One man's pork...

... is another man's vitally needed infrastructure. In the past, Republicans have suggested -- correctly in my opinion -- that environmental legislation should be subjected to cost-benefit analysis. Not so, other legislation.

At the Washington Post, Sebastian Mallaby explains that Kit Bond (R-Missouri) has no use for CBA if it stands in the way of highly desirable pork:

Bond is now pushing a project that would hoist him up the porksters' rankings. It's much better than any of the 176 Missouri earmarks that he inserted into the omnibus spending bill earlier this year: earmarks that set aside $500,000 for the Friends of RB Stockton Lake Community Project, $400,000 for an elevated water storage tank and so on. This time, folks, he's swinging for the stands. He wants $1.7 billion of your money.

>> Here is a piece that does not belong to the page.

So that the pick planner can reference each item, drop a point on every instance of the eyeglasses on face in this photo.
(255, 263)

Bond wants this cash to vamp up the Mississippi waterway that connects the grain and corn of the Midwest to the export hub of New Orleans. The barges that navigate this route have to pass through a series of locks, and the locks aren't long enough for Bond's liking. Longer locks would mean less congestion, lower shipping rates and savings for Missouri's farmers. Their construction would also generate 48 million hours of work for carpenters, according to Bond's office.

Would the reduced congestion justify the $1.7 billion that Bond would like to spend? Funny you should ask. This issue has been studied and studied for more than a decade, and there's no way the numbers work. The fact that Bond still champions this project shows how senior senators don't feel obliged to put the national interest first. If something is good for their state, they are capable of anything.

A cost-benefit analysis of Bond's scheme was first commissioned 11 years ago by the U.S. Army Corps of Engineers, which would implement it. The study concluded that lock expansion could not be justified since rather cheap innovations -- congestion charges, for example -- could reduce delays more simply. Besides, the idea that river congestion constituted a significant burden on farm exporters seemed a stretch. Even assuming a sharp increase in river traffic, congestion was projected to add just a few percent to the cost of a barge trip to New Orleans. The final price of American corn in an export market such as Japan would be up a fraction of 1 percent.

The Army Corps, which likes to please nice senators such as Bond, got rid of the author of that study. Soon a new and suitably supportive analysis appeared, but the National Academy of Sciences reviewed its methodology and pointed out that it was bogus. The Corps said sorry and produced yet a third study; again the National Academy declared that its calculations were dishonest. No matter how hard the Army Corps tried, in other words, there was no way to come up with credible projections that justified blowing vast sums on Bond's beloved waterway.

Mallaby says the authorizing legislation is gathering support.